Tomatoes are related to the potato, both being members of the solanaceae group of plants, and as such, are vulnerable to similar pests and diseases.
Blight is a serious disease for outdoor tomatoes, but is not as common on those grown under cover as the cover can deny access to the air-borne spores.
Potatoes are usually infected before tomatoes and are often the source of the spores.
Symptoms and Causes:
Tomato Blight - Phytophthora infestans is the main fungal disease of tomatoes and is caused by spores that are dispersed by the wind.
The infection is seen as brown, rapidly spreading lesions on leaves and stems, and patches of rot on the fruit.

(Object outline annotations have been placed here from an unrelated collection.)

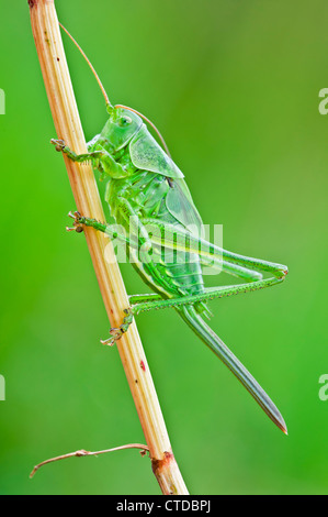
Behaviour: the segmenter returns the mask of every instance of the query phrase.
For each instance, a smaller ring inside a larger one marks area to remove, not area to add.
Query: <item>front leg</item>
[[[101,170],[114,178],[124,178],[127,176],[127,172],[124,166],[115,162],[113,156],[104,148],[101,144],[95,144],[94,151],[84,154],[77,154],[71,151],[64,142],[64,140],[50,140],[52,144],[55,145],[56,151],[66,154],[69,160],[78,163],[91,162],[93,168],[99,168],[101,164]]]

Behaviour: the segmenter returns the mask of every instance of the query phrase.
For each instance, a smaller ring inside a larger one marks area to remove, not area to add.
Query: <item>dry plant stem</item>
[[[42,466],[47,465],[49,463],[54,463],[55,461],[67,460],[68,458],[99,457],[100,454],[106,454],[108,452],[114,451],[123,451],[125,449],[140,449],[139,452],[142,455],[145,455],[147,451],[149,451],[148,447],[143,446],[142,443],[128,443],[127,446],[114,447],[113,449],[105,449],[104,451],[97,452],[90,452],[86,451],[84,449],[81,449],[79,451],[69,452],[68,454],[61,454],[60,457],[50,458],[50,460],[46,460],[42,463],[38,463],[34,466],[33,471],[30,474],[30,477],[32,479],[34,474],[38,471],[38,469],[41,469]]]
[[[30,0],[31,22],[58,139],[76,153],[86,153],[84,135],[53,0]],[[64,157],[77,209],[81,215],[104,220],[91,166]],[[124,283],[108,239],[93,229],[86,238],[112,327],[118,327],[128,307]],[[105,260],[106,254],[106,260]],[[133,323],[117,342],[118,353],[149,448],[152,471],[163,494],[188,494],[171,451],[170,440],[154,387],[145,352]]]

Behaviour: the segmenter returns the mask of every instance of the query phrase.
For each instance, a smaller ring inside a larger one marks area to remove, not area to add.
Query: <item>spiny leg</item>
[[[122,336],[127,332],[128,330],[128,327],[132,324],[133,322],[133,312],[131,309],[125,309],[124,310],[124,314],[126,315],[125,318],[123,319],[123,323],[118,327],[118,328],[111,328],[110,329],[110,334],[111,337],[109,339],[105,339],[105,340],[101,340],[101,344],[106,344],[109,346],[112,346],[116,341],[118,341],[118,339],[122,338]]]
[[[113,232],[110,224],[102,223],[100,221],[97,221],[95,219],[90,219],[90,218],[87,218],[87,217],[82,217],[78,212],[75,212],[73,219],[76,219],[76,222],[75,222],[76,228],[80,228],[82,226],[91,227],[91,228],[94,228],[98,231],[106,233],[111,238],[115,238],[115,239],[118,239],[121,241],[124,241],[125,243],[127,243],[131,246],[136,246],[137,245],[137,241],[131,242],[125,235],[121,235],[121,234],[117,234],[116,232]],[[81,230],[79,230],[79,231],[81,231]],[[154,244],[156,244],[154,235],[149,235],[149,240],[150,240],[150,242],[154,242]],[[167,246],[170,248],[170,249],[174,249],[173,244],[171,244],[171,242],[168,242]],[[182,251],[184,251],[185,253],[189,253],[189,252],[194,253],[195,252],[193,250],[191,251],[188,246],[184,248],[184,250],[182,250]],[[215,265],[218,265],[225,273],[230,274],[230,275],[236,276],[236,277],[239,277],[239,278],[244,278],[247,282],[260,280],[263,277],[260,272],[257,272],[257,271],[253,271],[253,270],[248,270],[247,267],[240,266],[238,264],[231,264],[228,261],[222,260],[222,253],[219,255],[211,255],[211,257],[208,257],[208,256],[204,257],[202,254],[200,254],[200,260],[201,260],[201,263],[203,265],[207,265],[207,266],[213,265],[213,267],[215,267]],[[214,262],[214,264],[211,264],[212,261]]]
[[[56,151],[66,154],[66,156],[68,156],[72,162],[91,162],[94,168],[100,166],[100,170],[102,173],[106,173],[113,177],[124,177],[126,175],[124,167],[116,163],[113,156],[108,153],[108,151],[105,151],[100,144],[94,145],[93,151],[89,153],[77,154],[65,144],[64,140],[52,139],[50,142],[55,145]]]
[[[84,218],[81,217],[78,212],[75,213],[76,217],[76,222],[75,226],[79,228],[81,224],[92,227],[99,231],[109,233],[109,226],[105,223],[101,223],[99,221],[95,221],[90,218]],[[183,234],[184,235],[184,234]],[[192,235],[188,234],[189,240],[194,239]],[[199,244],[199,241],[196,241]],[[203,243],[206,243],[206,241],[203,241]],[[214,246],[211,243],[206,243],[207,246]],[[191,253],[195,253],[195,244],[193,248],[190,244],[185,244],[185,250],[188,250]],[[193,305],[200,301],[208,301],[212,299],[216,298],[223,298],[231,295],[236,295],[239,293],[250,293],[253,290],[259,290],[263,289],[265,287],[273,286],[275,284],[280,284],[284,280],[285,278],[285,266],[282,266],[280,264],[273,264],[269,263],[267,261],[260,261],[257,258],[249,258],[249,257],[244,257],[242,255],[236,255],[230,252],[226,252],[225,250],[219,250],[220,253],[224,252],[226,253],[230,258],[236,257],[236,260],[242,260],[242,263],[251,263],[252,266],[255,264],[259,264],[259,266],[263,267],[264,271],[270,271],[274,274],[273,277],[271,278],[265,278],[265,279],[260,279],[256,282],[251,282],[248,284],[238,284],[238,285],[233,285],[233,286],[218,286],[218,287],[213,287],[213,288],[207,288],[205,289],[204,293],[197,294],[197,295],[189,295],[189,296],[181,296],[179,298],[169,298],[169,299],[162,299],[159,295],[152,295],[151,299],[149,299],[149,295],[145,295],[147,298],[145,299],[144,295],[139,296],[134,296],[131,298],[132,301],[132,307],[128,309],[128,317],[129,320],[132,321],[134,315],[138,315],[144,311],[152,310],[152,309],[165,309],[165,308],[178,308],[181,306],[186,306],[186,305]],[[239,265],[239,264],[237,264]],[[244,266],[241,266],[244,268]],[[247,271],[247,270],[246,270]],[[124,321],[123,324],[126,324]],[[128,323],[131,324],[131,323]],[[128,328],[128,327],[127,327]],[[121,330],[121,328],[120,328]],[[114,342],[116,339],[120,339],[123,332],[118,332],[118,337],[114,334],[113,337],[110,338],[109,343]]]

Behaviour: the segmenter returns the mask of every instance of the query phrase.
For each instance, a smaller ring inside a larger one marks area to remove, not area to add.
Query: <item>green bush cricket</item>
[[[83,226],[92,227],[124,242],[135,270],[155,292],[131,296],[122,326],[111,329],[110,339],[103,343],[113,344],[120,339],[134,316],[172,307],[235,374],[271,420],[287,433],[273,402],[204,321],[204,317],[211,316],[207,301],[280,284],[287,267],[228,252],[201,237],[202,219],[160,133],[156,130],[165,150],[144,123],[143,119],[156,129],[148,119],[132,108],[111,105],[94,68],[71,40],[93,70],[105,98],[109,119],[101,133],[89,142],[87,154],[77,155],[60,140],[52,140],[52,143],[75,162],[90,161],[94,170],[101,173],[101,178],[108,182],[105,202],[122,232],[78,212],[70,213],[75,219],[73,229],[82,231]],[[208,265],[220,267],[244,283],[206,288],[202,267]]]

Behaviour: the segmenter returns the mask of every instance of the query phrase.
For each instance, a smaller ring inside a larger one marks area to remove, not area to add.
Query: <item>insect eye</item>
[[[128,125],[132,123],[132,119],[129,117],[121,117],[118,123],[120,125],[122,125],[122,128],[124,128],[125,125]]]

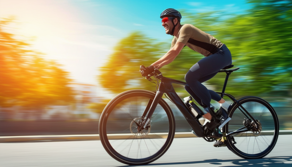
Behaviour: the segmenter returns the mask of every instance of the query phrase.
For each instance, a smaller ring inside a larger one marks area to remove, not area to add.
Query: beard
[[[168,25],[167,27],[164,27],[165,29],[165,33],[166,34],[170,35],[171,33],[171,31],[172,30],[171,30],[169,28],[169,26]]]

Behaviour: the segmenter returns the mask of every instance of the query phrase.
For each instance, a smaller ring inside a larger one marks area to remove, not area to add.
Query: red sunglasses
[[[161,20],[161,23],[166,23],[168,21],[168,20],[172,20],[173,18],[172,17],[165,17],[162,19],[162,20]]]

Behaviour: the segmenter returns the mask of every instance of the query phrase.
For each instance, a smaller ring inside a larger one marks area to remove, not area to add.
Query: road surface
[[[243,159],[227,148],[215,148],[201,138],[175,138],[157,160],[145,166],[292,166],[292,135],[280,135],[263,158]],[[0,166],[124,167],[107,154],[99,140],[0,143]]]

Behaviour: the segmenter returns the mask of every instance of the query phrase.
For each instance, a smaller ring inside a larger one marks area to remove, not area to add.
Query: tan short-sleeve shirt
[[[175,36],[173,39],[171,48],[179,41],[206,57],[217,52],[217,49],[223,44],[213,36],[191,24],[181,25],[178,36],[178,38]]]

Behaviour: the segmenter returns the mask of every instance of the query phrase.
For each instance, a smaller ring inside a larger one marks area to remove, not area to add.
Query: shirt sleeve
[[[173,38],[173,39],[172,39],[172,41],[171,41],[171,46],[170,47],[170,49],[172,48],[174,46],[174,45],[175,44],[175,43],[176,42],[176,38],[175,37]]]
[[[182,42],[185,45],[193,35],[193,29],[190,25],[185,24],[180,29],[180,35],[177,41]]]

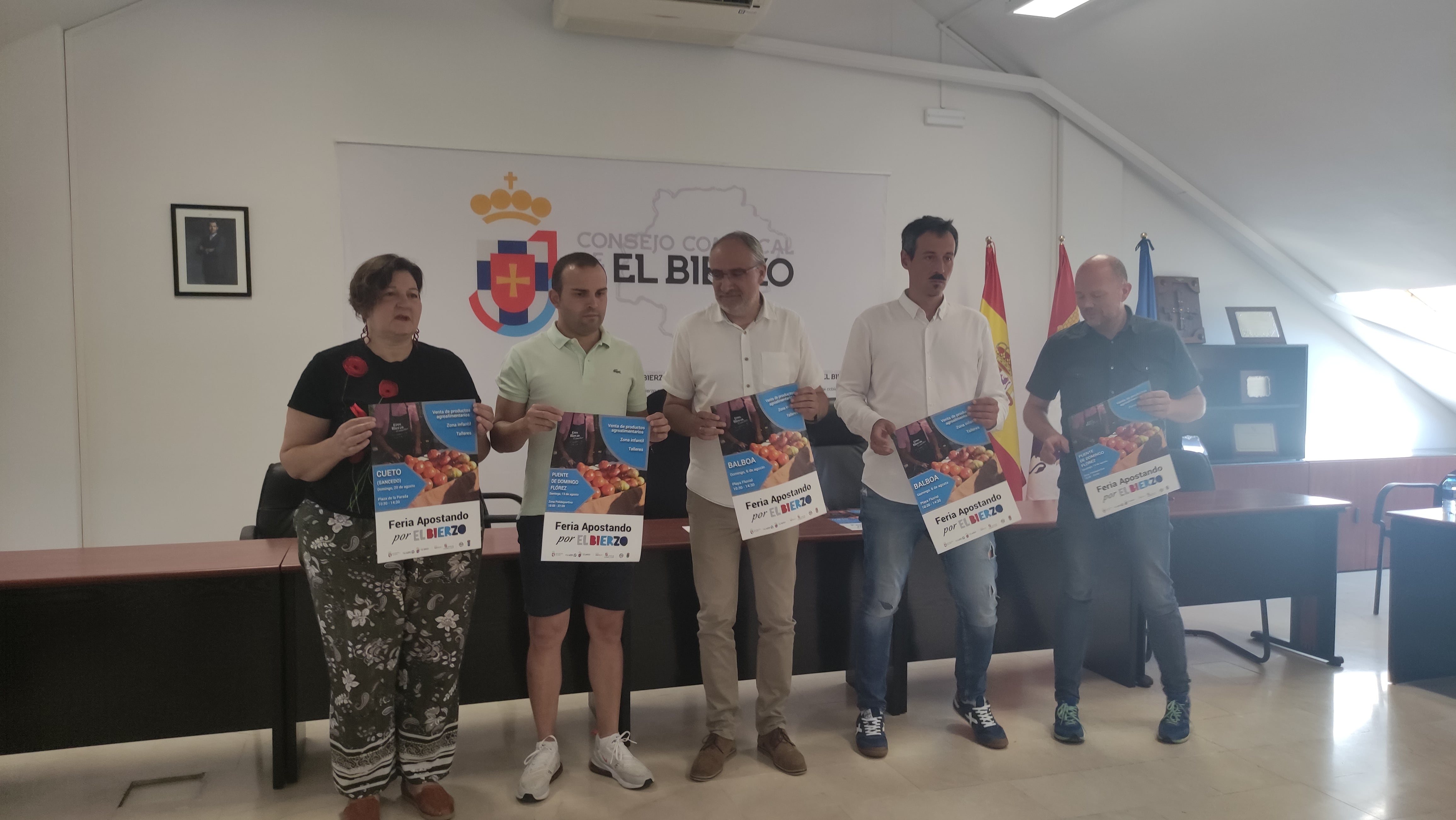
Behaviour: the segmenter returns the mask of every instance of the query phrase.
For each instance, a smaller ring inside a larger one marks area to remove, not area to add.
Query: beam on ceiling
[[[745,35],[740,38],[738,42],[734,44],[734,50],[820,63],[824,66],[839,66],[842,68],[858,68],[862,71],[878,71],[900,77],[919,77],[923,80],[939,80],[943,83],[960,83],[983,89],[1031,95],[1050,106],[1053,111],[1066,117],[1069,121],[1075,122],[1079,128],[1091,134],[1092,138],[1098,140],[1112,153],[1123,157],[1123,162],[1140,170],[1146,178],[1152,179],[1155,185],[1171,194],[1175,200],[1188,207],[1188,210],[1211,224],[1214,230],[1252,256],[1255,262],[1274,274],[1275,278],[1310,301],[1337,325],[1344,328],[1351,336],[1356,338],[1356,341],[1370,348],[1376,355],[1389,361],[1406,376],[1412,377],[1412,382],[1421,390],[1433,395],[1433,398],[1440,401],[1443,405],[1456,409],[1456,405],[1452,405],[1449,398],[1433,393],[1420,383],[1417,374],[1408,373],[1398,363],[1390,361],[1380,352],[1379,348],[1370,344],[1366,336],[1369,329],[1363,322],[1345,312],[1335,301],[1335,291],[1329,287],[1329,284],[1296,262],[1290,255],[1275,248],[1268,239],[1264,239],[1264,236],[1261,236],[1257,230],[1245,224],[1243,220],[1230,214],[1226,208],[1223,208],[1223,205],[1213,201],[1213,198],[1203,191],[1198,191],[1174,169],[1168,167],[1158,157],[1143,150],[1133,140],[1127,138],[1127,135],[1121,131],[1108,125],[1102,118],[1092,114],[1041,77],[989,71],[984,68],[967,68],[962,66],[946,66],[943,63],[930,63],[927,60],[891,57],[888,54],[872,54],[850,48],[834,48],[828,45],[814,45],[810,42],[756,35]]]

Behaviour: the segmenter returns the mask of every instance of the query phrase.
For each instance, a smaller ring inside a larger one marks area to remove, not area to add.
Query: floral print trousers
[[[454,760],[460,658],[479,552],[376,562],[374,521],[304,501],[298,558],[329,667],[333,784],[354,800]]]

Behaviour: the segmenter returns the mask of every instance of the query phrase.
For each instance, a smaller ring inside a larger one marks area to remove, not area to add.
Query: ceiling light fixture
[[[1031,17],[1060,17],[1072,9],[1088,3],[1089,0],[1031,0],[1029,3],[1022,3],[1019,7],[1013,9],[1015,15],[1026,15]]]

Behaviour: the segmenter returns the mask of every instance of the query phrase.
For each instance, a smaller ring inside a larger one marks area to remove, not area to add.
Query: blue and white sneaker
[[[1076,703],[1057,701],[1057,717],[1051,724],[1051,737],[1061,743],[1082,743],[1082,718],[1077,715]]]
[[[1006,740],[1006,730],[992,715],[992,705],[986,702],[984,695],[970,703],[961,701],[961,696],[957,695],[955,701],[951,702],[951,708],[965,722],[971,724],[971,734],[976,737],[976,743],[987,749],[1006,749],[1006,744],[1010,743]]]
[[[1188,740],[1188,733],[1191,731],[1190,712],[1192,705],[1188,702],[1188,696],[1169,698],[1168,708],[1163,711],[1163,720],[1158,724],[1158,740],[1162,743],[1184,743]]]
[[[885,714],[879,709],[860,709],[855,721],[855,749],[865,757],[890,754],[890,740],[885,738]]]

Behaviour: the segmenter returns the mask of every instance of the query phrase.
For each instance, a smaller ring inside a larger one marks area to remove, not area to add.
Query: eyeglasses
[[[728,268],[728,269],[708,268],[708,275],[712,277],[712,281],[718,281],[718,280],[722,280],[722,278],[732,280],[732,281],[743,281],[744,277],[747,277],[753,271],[757,271],[763,265],[754,265],[751,268]]]

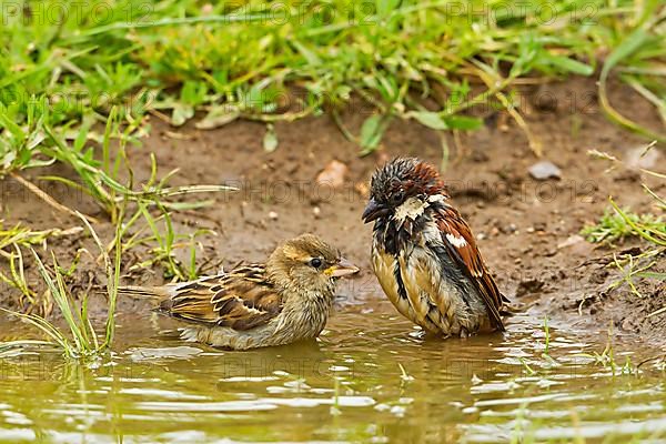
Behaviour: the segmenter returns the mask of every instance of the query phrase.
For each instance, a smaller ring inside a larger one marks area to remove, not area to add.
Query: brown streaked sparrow
[[[372,176],[372,268],[397,311],[428,332],[504,331],[503,302],[436,169],[395,159]]]
[[[181,337],[248,350],[319,336],[333,305],[335,280],[359,269],[313,234],[278,246],[265,264],[158,287],[120,293],[159,300],[159,311],[188,321]]]

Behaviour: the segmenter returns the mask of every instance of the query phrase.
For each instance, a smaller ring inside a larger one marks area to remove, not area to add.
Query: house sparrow
[[[316,337],[329,319],[336,279],[357,271],[336,249],[303,234],[278,246],[265,264],[120,293],[157,297],[158,311],[191,322],[181,333],[186,341],[248,350]]]
[[[397,311],[428,332],[504,331],[503,302],[467,222],[434,167],[395,159],[372,176],[372,268]]]

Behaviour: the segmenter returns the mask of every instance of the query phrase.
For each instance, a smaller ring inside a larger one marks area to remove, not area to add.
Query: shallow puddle
[[[551,329],[546,340],[529,317],[512,319],[504,336],[440,341],[421,337],[390,307],[343,311],[320,341],[253,352],[184,344],[162,316],[118,322],[115,354],[98,369],[49,353],[0,359],[0,441],[666,437],[664,373],[652,361],[636,369],[658,351],[636,354],[635,344],[616,339],[612,365],[592,357],[604,351],[605,335]]]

The disease is more prevalent during wet and or warm humid weather.
Maintaining good air circulation in the greenhouse will help to keep humidity under control, and / or using an electric fan to create air movement will also help.
This website can be used to track periods when blight is most likely to strike.
As mentioned above, crops grown under cover are less prone to the disease but as a preventative measure they should be sprayed at the same time as 'outdoor' cultivars are being sprayed.
Spray with a suitable copper based fungicide before symptoms occur and every ten days thereafter.
Spraying will not prevent infection, but may slow it down and save the crop.
The fungus can be seed borne, so do not save seed from infected fruit and destroy all infected plants and do not compost.
Purchasing blight resistant varieties can also help.